Nikola Misic, engenheiro sénior de software, veio da Sérvia para o Porto em fevereiro. Nunca tinha ouvido falar da Farfetch antes, mas ficou surpreendido por ver uma multinacional tecnologicamente tão avançada em Portugal e não se arrepende, só lamenta a falta do sol prometido.

Voltando à responsável de recursos humanos da Farfetch, Ana Sousa evidencia algumas práticas para “manter um namoro constante” aos funcionários. Com a informalidade no topo, inclusive no “dress code”. Daí que seja raro ver alguém vestido com roupa vendida no próprio site da Farfetch (os trabalhadores têm 20% de desconto) nos mil funcionários em Leça do Balio.
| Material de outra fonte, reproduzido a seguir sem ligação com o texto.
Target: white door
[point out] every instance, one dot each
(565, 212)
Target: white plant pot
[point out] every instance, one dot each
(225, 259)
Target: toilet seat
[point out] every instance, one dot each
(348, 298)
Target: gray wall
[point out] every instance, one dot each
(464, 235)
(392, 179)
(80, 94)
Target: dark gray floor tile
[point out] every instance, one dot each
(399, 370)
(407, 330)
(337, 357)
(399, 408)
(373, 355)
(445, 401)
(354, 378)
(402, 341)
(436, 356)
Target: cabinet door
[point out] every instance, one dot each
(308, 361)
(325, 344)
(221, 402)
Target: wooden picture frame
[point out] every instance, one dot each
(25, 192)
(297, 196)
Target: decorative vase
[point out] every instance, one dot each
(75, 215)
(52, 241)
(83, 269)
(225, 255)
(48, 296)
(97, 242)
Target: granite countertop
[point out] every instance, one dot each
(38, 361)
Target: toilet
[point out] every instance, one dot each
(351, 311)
A Farfetch também considera que é necessário que haja um equilíbrio entre a vida pessoal e profissional, daí não só dar flexibilidade, ter três autocarros diários para trazer e levar trabalhadores, e tem pequeno-almoço todos os dias, havendo sempre sopa, fruta, pão e, em certos dias, almoço completo.

Há uma impressionante sala com jogos com matraquilhos, videojogos, jogos de arcada, mesa de ping pong, entre outras diversões. Não falta um espaço de convívio onde se fazem aulas de ioga e com um palco para tocar música e, noutro piso, uma sala para dormir sestas, além de inúmeros espaços com sofás para ter reuniões ou descontrair por todo o escritório (também vimos por lá zonas de minigolfe, escorregas para descer de um piso para o outro e bolas de pilatos).
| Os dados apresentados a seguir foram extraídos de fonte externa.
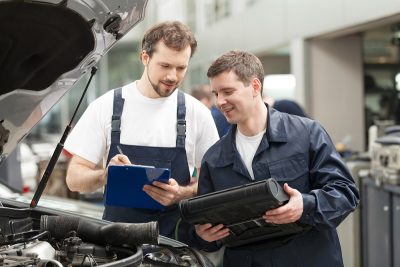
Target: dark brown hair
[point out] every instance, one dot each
(245, 65)
(173, 34)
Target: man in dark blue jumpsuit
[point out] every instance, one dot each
(296, 151)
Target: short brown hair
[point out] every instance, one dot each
(245, 65)
(173, 34)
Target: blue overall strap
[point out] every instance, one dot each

Além deste estilo de escritório à grande tecnológica norte-americana (Facebook e Google, por exemplo), a Farfetch está a desenvolver um projeto em que a ideia é criar “um sistema holístico em que possa haver nutricionistas, psicólogos, médicos e que possamos olhar para as pessoas” e perceber como é que podem ter um desempenho melhor.
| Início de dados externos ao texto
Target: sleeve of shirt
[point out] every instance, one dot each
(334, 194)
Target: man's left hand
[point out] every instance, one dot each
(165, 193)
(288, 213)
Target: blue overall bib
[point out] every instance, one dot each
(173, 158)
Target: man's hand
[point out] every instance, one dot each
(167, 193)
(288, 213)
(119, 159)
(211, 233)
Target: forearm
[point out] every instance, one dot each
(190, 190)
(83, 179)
“Nós temos um horário, que a lei impõe. Mas temos flexibilidade. Se alguém precisa de ir a uma consulta há essa possibilidade. Se alguém precisa de trabalhar a partir de casa isso também acontece. Damos muita margem aos líderes das equipas. É gerido dentro da própria equipa: eles próprios são responsáveis pela entrega de projetos; valorizamos muito mais a entrega do projeto do que propriamente as horas em que as pessoas estão a trabalhar”, sublinha Ana Sousa.

Esta aposta nos funcionários, não é vista pela Farfetch como um custo, mas como “um investimento nas pessoas”. “Se nós não investirmos nas pessoas, não podemos esperar que elas possam devolver. Quando investimos, elas sentem-se comprometidas. Sentem que têm espaço e que têm lugar”, rematou.